Matheus olhou para minha mãe e do nada teve uma crise de choro. Provavelmente pensando que um deles não é realmente parente seu.

–O que houve? – perguntou inocentemente minha mãe, se preocupando com a situação de Matheus – Aconteceu algo?

–É que ficamos sabendo de uma coisa... – disse e logo percebendo que a expressão no rosto dela se transformou em compreensão, como se soubesse o que tínhamos a contar. E, obviamente, ela sabia.

Depois de sentarmos para contar os detalhes do que havia ocorrido, e de eu ter tomado um susto com minha gata achando que seria o tal monstro observador, foi esclarecido tudo a minha mãe, que parecia esperar por esse dia.

Não perguntei nem do que seria do meu “pai”. Prefiro deixar por conta da névoa, como propôs Alice.

–Então é bom que adiantem logo. – disse minha mãe depois de termos terminado a conversa – Venha, filho, dá pra arrumar suas coisas rapidamente se você me ajudar.
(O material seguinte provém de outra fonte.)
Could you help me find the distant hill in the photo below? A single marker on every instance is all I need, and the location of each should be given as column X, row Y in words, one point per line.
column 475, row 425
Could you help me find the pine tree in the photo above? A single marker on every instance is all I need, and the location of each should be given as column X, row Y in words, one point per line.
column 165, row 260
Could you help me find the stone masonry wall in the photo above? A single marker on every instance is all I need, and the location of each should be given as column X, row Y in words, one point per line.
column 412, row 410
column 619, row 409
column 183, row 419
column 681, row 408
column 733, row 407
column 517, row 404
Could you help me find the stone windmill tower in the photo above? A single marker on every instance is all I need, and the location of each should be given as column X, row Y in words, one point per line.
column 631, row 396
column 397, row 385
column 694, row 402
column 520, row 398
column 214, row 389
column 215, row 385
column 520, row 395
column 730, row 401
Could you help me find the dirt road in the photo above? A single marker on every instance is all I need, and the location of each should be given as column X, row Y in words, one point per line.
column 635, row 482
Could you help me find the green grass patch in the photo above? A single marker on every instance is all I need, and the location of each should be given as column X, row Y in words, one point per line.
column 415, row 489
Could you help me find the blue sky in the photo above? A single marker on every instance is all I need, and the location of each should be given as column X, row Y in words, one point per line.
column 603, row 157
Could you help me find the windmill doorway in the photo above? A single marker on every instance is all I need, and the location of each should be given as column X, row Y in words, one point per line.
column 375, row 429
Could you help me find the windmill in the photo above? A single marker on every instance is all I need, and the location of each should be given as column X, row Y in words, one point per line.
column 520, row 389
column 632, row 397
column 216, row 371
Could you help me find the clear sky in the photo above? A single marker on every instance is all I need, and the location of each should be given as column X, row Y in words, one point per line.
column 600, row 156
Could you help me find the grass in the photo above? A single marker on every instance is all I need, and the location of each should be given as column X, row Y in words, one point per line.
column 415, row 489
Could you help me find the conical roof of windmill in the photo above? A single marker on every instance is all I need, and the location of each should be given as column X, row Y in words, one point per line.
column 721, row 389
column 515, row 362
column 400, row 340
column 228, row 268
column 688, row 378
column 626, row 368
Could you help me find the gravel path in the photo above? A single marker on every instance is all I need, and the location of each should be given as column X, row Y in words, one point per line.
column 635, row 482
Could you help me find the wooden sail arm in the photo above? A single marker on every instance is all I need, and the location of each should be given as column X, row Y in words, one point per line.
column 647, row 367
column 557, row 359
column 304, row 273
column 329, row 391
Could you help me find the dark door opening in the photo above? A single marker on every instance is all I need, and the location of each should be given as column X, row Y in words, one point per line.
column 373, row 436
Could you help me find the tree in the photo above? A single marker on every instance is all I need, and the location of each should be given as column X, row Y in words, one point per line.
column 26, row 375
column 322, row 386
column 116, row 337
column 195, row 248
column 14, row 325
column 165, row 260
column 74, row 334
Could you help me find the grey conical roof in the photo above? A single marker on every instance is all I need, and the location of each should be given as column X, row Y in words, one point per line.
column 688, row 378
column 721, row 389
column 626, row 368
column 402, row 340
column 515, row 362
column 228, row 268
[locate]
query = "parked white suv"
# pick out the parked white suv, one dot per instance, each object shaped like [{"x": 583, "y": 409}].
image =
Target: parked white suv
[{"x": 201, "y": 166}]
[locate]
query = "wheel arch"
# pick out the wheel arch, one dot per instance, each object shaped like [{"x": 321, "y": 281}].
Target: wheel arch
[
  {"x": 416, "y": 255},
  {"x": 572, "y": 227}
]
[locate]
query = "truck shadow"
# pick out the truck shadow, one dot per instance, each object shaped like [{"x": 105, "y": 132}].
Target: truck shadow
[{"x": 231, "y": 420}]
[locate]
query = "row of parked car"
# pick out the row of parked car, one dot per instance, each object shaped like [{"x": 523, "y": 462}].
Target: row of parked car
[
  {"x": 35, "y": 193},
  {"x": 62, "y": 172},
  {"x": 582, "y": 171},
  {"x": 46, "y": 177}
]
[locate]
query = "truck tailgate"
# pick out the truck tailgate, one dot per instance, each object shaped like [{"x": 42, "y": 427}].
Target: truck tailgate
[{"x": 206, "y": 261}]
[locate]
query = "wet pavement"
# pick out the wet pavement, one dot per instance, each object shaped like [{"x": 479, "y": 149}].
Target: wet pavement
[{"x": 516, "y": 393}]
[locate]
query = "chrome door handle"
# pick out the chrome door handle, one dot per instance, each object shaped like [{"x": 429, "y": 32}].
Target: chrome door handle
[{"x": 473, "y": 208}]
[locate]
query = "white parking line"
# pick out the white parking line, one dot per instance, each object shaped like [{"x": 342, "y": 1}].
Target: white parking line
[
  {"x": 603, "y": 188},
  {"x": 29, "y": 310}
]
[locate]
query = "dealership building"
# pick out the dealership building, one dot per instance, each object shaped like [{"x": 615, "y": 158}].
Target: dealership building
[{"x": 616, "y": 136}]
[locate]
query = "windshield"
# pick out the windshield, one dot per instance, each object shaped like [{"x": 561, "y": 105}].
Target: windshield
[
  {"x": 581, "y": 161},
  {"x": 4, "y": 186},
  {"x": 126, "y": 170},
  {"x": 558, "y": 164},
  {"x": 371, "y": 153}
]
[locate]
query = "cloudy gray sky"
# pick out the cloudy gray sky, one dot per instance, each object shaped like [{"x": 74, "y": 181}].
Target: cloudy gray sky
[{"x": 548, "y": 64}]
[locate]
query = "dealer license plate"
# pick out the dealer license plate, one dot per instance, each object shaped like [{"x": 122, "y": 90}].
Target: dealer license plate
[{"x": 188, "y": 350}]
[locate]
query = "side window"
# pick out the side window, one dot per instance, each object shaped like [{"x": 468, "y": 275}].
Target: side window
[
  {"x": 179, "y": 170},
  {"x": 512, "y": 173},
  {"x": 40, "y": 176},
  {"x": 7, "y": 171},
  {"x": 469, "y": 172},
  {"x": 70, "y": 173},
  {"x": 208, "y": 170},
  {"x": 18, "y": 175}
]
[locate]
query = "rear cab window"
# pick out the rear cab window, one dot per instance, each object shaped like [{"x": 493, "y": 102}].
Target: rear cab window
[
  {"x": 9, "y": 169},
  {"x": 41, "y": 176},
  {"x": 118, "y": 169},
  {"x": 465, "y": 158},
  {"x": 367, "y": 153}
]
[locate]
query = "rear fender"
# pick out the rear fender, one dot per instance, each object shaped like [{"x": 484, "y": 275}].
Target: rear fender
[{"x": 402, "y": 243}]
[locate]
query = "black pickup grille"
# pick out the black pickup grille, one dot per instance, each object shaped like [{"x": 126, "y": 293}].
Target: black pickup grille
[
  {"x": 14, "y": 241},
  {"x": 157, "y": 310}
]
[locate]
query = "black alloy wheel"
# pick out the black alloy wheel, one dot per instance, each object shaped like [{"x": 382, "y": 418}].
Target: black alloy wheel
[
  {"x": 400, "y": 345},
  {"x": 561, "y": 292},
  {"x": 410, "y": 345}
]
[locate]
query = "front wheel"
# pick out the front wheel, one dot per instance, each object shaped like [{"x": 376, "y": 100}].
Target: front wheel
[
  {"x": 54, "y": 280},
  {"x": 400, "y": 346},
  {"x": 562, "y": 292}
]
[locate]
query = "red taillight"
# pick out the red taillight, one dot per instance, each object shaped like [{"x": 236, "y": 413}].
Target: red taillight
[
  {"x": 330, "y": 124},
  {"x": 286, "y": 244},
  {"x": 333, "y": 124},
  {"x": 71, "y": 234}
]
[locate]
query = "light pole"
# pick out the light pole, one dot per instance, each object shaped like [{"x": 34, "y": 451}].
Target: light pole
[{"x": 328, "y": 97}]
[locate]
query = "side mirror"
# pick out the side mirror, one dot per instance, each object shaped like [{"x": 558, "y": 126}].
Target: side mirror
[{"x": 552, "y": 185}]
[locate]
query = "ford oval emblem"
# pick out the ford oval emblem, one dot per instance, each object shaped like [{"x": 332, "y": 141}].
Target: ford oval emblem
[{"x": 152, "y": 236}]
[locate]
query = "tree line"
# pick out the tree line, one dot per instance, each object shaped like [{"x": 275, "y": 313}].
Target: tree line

Seguimos ela até meu quarto e o de Luana (minha irmã, que vive viajando a qual falei), e Alice, que nunca esteve no local (o que não era o caso de Matheus) ficou chocada com a quantidade de desenhos que eu pendurava em nas paredes.

–Não repare a bagunça... É que eu gosto de desenhar um pouco. – disse abrindo logo o guarda-roupa e as gavetas para começar a pegar o necessário.

–Sei... “Um pouco”... – disse ela observando alguns com mais atenção. Enquanto eu arrumava minha mochila juntamente com minha mãe, Alice franzia a testa ao perceber do que se tratavam alguns dos desenhos – Você, para alguém que não conhecia muito da mitologia greco-romana, possui muitos desenhos relacionados aos deuses e alguns monstros...

–Serio? – perguntei indiferentemente – Juro que não foi intencional. A maioria das vezes nem sei o que estou projetando. Simplesmente rabisco.

–Simplesmente rabisca... – Alice sussurrou observando um rosto de um homem que eu havia desenhado recentemente.